"Each neuron has a so-called receptive field, which is a group of neurons that it is sensitized to activate."
This module serves as a basic introduction to the topic of neural networks (NN). The goal of this lesson is to introduce neural networks and not only show what they can do and how they are used, but also provide insight into how they work internally.
Students will be able to
| Time | Content | Material |
|---|---|---|
| 50 min | Theory - Part 1 - Basics | Slides |
| 30 min | Theory - Part 2 - Receptive fields | Slides |
| 20 min | Practice - simulator in the manual and automatic variant | Simulator |
| 25 min | Theory - part 3 - practical minimal example | Slides |
| 10 min | Practice - Simulator | Simulator |
| 15 min | Practice - practical exercise | Files |
This part explains the basic concepts and structure of neural networks and shows how they work using the example of character recognition using a simple feed-forward network.
Neural networks as the presumed basis of all thought processes, artificial neural networks as an attempt to reproduce this process in principle but not in detail. Neural networks function fundamentally differently than conventional computers with the usual von Neumann architecture (Arithmetical Logical Unit, Control Unit, Memory, I/O Unit). Introduction of the term "Feed-Forward-Network".
Why is digit and character recognition challenging? What makes it so difficult for conventional programming?
How is the input data, i.e. in our case the graphically displayed digits and numbers, fed to the network? The pixel brightness levels are interpreted as activations of neurons of the first layer (= input layer).
In the feed-forward architecture, the first layer is the input layer, the last is the output layer, and the layers in between are called hidden layers.
The slides show the flow of data through the network. The activations are passed through the connections and become the activations of the next layer.

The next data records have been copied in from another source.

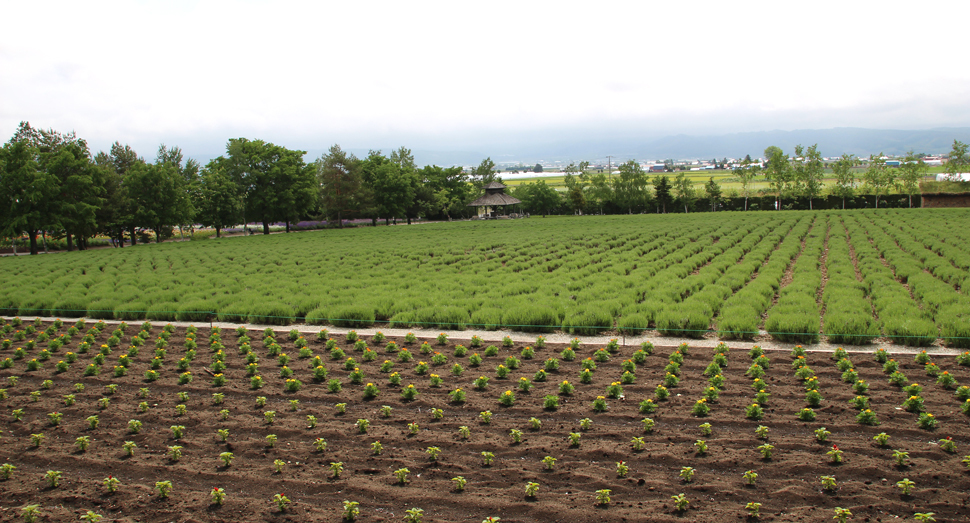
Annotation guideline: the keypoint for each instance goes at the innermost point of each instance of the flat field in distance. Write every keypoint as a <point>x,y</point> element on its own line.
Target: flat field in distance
<point>283,409</point>
<point>850,276</point>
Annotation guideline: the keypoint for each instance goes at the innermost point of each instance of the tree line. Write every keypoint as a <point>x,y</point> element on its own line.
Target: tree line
<point>789,177</point>
<point>54,187</point>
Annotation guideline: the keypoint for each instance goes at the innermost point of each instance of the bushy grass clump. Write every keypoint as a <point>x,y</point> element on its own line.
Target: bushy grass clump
<point>353,316</point>
<point>531,318</point>
<point>164,311</point>
<point>487,318</point>
<point>794,325</point>
<point>633,324</point>
<point>195,310</point>
<point>738,322</point>
<point>234,313</point>
<point>133,310</point>
<point>451,318</point>
<point>691,320</point>
<point>591,320</point>
<point>912,331</point>
<point>103,309</point>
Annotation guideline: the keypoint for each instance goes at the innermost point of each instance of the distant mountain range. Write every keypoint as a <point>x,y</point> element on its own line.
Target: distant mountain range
<point>831,142</point>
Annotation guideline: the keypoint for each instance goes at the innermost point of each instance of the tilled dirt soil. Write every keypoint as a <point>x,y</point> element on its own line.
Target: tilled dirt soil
<point>788,485</point>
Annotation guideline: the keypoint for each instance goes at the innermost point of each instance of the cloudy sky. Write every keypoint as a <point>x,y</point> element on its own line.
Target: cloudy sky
<point>477,76</point>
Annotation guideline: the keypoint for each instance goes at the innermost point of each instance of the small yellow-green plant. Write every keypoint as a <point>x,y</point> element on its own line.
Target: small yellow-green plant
<point>531,489</point>
<point>680,501</point>
<point>460,482</point>
<point>603,496</point>
<point>842,515</point>
<point>687,474</point>
<point>828,483</point>
<point>750,477</point>
<point>906,485</point>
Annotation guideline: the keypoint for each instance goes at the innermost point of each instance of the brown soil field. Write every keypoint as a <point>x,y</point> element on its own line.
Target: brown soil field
<point>788,485</point>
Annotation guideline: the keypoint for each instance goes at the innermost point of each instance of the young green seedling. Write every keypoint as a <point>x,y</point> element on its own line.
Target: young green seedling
<point>531,489</point>
<point>906,485</point>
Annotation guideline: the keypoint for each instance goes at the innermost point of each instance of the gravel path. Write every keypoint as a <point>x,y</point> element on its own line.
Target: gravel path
<point>710,341</point>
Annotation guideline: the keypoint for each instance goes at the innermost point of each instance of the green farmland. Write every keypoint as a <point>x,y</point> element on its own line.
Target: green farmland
<point>852,276</point>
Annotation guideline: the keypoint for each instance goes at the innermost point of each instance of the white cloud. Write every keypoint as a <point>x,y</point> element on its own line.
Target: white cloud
<point>442,74</point>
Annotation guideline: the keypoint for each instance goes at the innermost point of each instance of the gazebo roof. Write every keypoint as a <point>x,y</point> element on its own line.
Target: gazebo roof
<point>494,197</point>
<point>495,200</point>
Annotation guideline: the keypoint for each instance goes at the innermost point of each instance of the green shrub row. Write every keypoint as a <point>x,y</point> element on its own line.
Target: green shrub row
<point>848,312</point>
<point>795,317</point>
<point>741,314</point>
<point>899,316</point>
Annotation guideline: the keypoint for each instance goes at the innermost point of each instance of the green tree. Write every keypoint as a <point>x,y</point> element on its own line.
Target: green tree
<point>450,188</point>
<point>684,189</point>
<point>576,192</point>
<point>778,172</point>
<point>217,200</point>
<point>28,191</point>
<point>393,182</point>
<point>911,171</point>
<point>483,175</point>
<point>811,172</point>
<point>160,197</point>
<point>340,182</point>
<point>844,177</point>
<point>121,159</point>
<point>745,173</point>
<point>538,197</point>
<point>662,192</point>
<point>630,187</point>
<point>79,186</point>
<point>275,182</point>
<point>958,161</point>
<point>189,171</point>
<point>878,178</point>
<point>713,192</point>
<point>598,191</point>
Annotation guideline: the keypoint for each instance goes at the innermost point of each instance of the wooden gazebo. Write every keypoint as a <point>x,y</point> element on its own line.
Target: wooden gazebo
<point>494,197</point>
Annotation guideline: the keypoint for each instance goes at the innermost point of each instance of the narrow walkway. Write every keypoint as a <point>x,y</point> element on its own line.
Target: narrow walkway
<point>492,337</point>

The recognition of characters can be imagined step by step in such a way that first simple, more basic units of the character are recognized and then larger, more coherent ones. These units are highlighted in color in each case. One explanation of the way neural networks work is that in a successfully trained network there is a division of labor between the layers, so that the upstream layers (left side) respond to the more basic units and the downstream layers (right side) tend to respond to the larger units.
The connection between activations and weights is explained here and the term receptive field is introduced. Each neuron has a so-called receptive field, which is a group of neurons that it is sensitized to activate. This is an important concept for understanding how neural networks work.
In order that values of neurons do not grow infinitely into the positive or negative (a small part of the net would be sufficient to make the total result useless) a restriction function is always used. This becomes an elementary component of the activation function.
Explanation of which role the bias plays in the operation and indication of the complete activation formula consisting of the constraint function, the activations, the weights and the pre-excitations.
Using three questions, we recapitulate some fundamental properties of a neural network.
The feed-forward network architecture has been presented here because it is a very simple and commonly used architecture. The graphic is only meant to indicate that a plethora of other architectures are being used and tested.
This part deepens the notion of receptive field already introduced in part 1 Using an interactive example of object recognition with a 2x2 pixel camera. This part of the lesson allows an interactive understanding of the operation of a neural network with the simulator.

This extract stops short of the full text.